I’m a little blonde kid with an older brother and a large emotional investment in rock music. I read Rolling Stone and Kerrang, write reviews for the street presses, and heap scorn on friends who are discovering techno. Any time they try to play me electronic music, I deliver a standard joke. “It’s DJ Farquar’s new track ‘Two Drums Beating’!” I laugh smugly and often.

Fast forward to 1998, and I’m on a tram to Dixon Recycled with boxes of CDs to sell. Painstakingly pieced-together collections of REM, Husker Du, King’s X and many more great bands are about to be traded in for a completely new way of life. My hair is spiked, my nails are blue and my wrists adorned with bright sparkling bracelets. Rave is the culture, and the music is electronica – a friend and I have just discovered Warp Records. I know nothing will ever be the same.

Two years further into the future, it’s now October 2000. I am camped in a tent city demonstration in Placa Catalunya, Barcelona. My companions are Thelia, a young South African, a Brighton crusty named Fluffy Dave di Dooda,  and seventy west Africans and fifteen Pakistanis who are demanding the right to work. There are protests every few days, and I do some basic French-Spanish-English translation. I feel so at home there that, when I head down to Valencia for a weekend, I take a small bag and leave my large backpack at Catalunya.

Each morning, before we head out to find fresh cardboard to sleep on, I wander over the road to the FNAC deparment store. Thelia has found an unmarked staff bathroom that we use for rudimentary ablutions. And each morning I spend fifteen minutes on the shop headphones, listening to the Radiohead’s new album Kid A. Each song plays for two tantalising minutes, precisely, before the store computer flicks it over to the next track.

The influence of Autechre, Aphex Twin and Boards of Canada is palpable; later I will read that Thom Yorke ordered the entire Warp Records catalogue after making OK Computer. I’ve given away rock for electronica, and now it seems the biggest band in the world are doing the same thing. The warm opening chords and processed vocals of ‘Everything In Its Right Place’ sound so damn significant. I may be sleeping on the street, but I couldn’t be happier: for me, at least, the world is as it should be.

I know there is no point buying the album – I am still carrying around an old walkman with a handful of dubbed cassettes – and in all but one case I come to accept the abrupt ending midway through each song.
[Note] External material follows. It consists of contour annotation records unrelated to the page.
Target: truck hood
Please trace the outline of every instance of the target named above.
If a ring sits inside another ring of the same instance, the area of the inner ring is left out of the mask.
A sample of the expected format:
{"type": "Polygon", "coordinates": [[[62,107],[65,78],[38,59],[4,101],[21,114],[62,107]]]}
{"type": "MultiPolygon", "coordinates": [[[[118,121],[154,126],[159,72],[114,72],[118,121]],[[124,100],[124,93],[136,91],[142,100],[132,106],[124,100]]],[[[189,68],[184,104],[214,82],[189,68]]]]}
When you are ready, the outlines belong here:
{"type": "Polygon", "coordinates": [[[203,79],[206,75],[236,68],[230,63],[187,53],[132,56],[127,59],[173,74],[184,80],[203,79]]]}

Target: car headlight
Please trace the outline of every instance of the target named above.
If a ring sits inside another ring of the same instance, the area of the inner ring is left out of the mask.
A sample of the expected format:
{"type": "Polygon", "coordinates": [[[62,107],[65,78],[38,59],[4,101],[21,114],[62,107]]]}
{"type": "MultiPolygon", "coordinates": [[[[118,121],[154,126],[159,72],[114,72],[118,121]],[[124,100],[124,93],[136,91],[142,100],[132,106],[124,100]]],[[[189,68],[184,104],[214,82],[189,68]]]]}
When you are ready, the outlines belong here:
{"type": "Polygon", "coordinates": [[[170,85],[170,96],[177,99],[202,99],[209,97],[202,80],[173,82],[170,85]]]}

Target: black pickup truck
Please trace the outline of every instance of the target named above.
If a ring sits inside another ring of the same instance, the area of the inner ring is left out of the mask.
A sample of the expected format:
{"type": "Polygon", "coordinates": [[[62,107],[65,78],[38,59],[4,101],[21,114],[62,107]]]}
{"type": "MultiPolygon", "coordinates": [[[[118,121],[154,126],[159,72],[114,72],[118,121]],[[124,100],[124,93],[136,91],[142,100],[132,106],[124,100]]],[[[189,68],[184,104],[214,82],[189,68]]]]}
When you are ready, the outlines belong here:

The exception is the eighth track, ‘Idioteque’, which always cuts out just as its booming industrial beat and intoxicating vocal line begin to shift up a gear.  I am desperate to hear the conclusion of this song. Finally, a month later and hundreds of kilometres to the west in the Basque city of Bilbao, a German girl called Eva plays me the whole album from start to glorious end. And the full version of ‘Idioteque’ is confirmed as my favourite song – the favourite song of a boy who doesn’t really listen to songs.

Let’s finish in the present: why ‘Idioteque’ today? There’s a yearning in the music that suits the litany of nostalgia I’ve just presented. It’s also the closest to out-and-out electronic dance music Radiohead ever came. In fact, it’s the only song of theirs I’ve ever heard mixed into a dancefloor set (by DJ Trip at Adelaide’s Crown & Sceptre in 2003). Remixes abound, and in 2010 a great version of ‘Everything In Its Right Place’ went down a treat on Rainbow Serpent’s Market Stage, but ‘Idioteque’ doesn’t need to be touched up. It straddles the dancefloor and the bedroom as it is – in other words, ideal electronica. Throw in a vocal line you can sing along to, and it really is the perfect modern fusion.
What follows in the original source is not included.